Wednesday, August 13, 2008

Back to the begining...

I ended up having a bit of free time today so of course fishing ended up working its way into my schedule. The day started out with a fruitless trip out to the Olympic Peninsula for chinook salmon and some retribution was needed. My thoughts immediately went to the local cutthroat pond. This place has special meaning for me, as it is where it all started. I learned how to fly fish here and gained a love for native trout species. All of the fish inhabiting this pond are native coastal cutthroat which generally hit flies with reckless abandon and fight like there is no tomorrow. What more can a fly fisherman ask for in a fish...

The local pond

The only problem with the pond during this time of the year is the excessive weed growth, which makes getting to and landing any fish no small task. However it also increases the productivity of the pond and when I got there, a decent damsel hatch was in progress and the fish were actively feed on the surface. I started out with a damsel dry and rose a fish on the first cast, but things slowed down after that. This led me to switch to a zug bug nymph and it was game on.

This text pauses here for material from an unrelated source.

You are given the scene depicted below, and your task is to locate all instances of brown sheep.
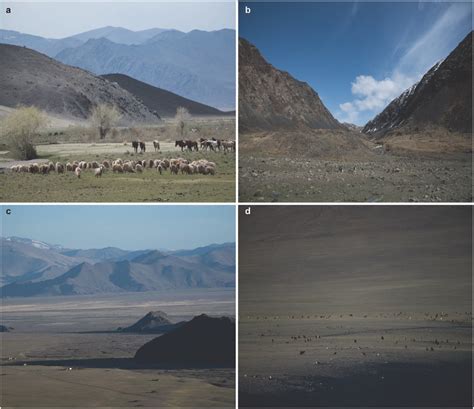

My first cutthroat of the day

The cutthroat appeared to be averaging about 8-10" this year and while the hatch was in progress it was some fast fishing with hits on most every cast. However the ratio of fish caught to lost due to the weeds was extremely high with about 2/3 fish shaking loose.

Another coastal cutthroat

I still managed to get about 10 cutthroat in a couple of hours of fishing including a couple 12" or better making for some fun on a a 2wt.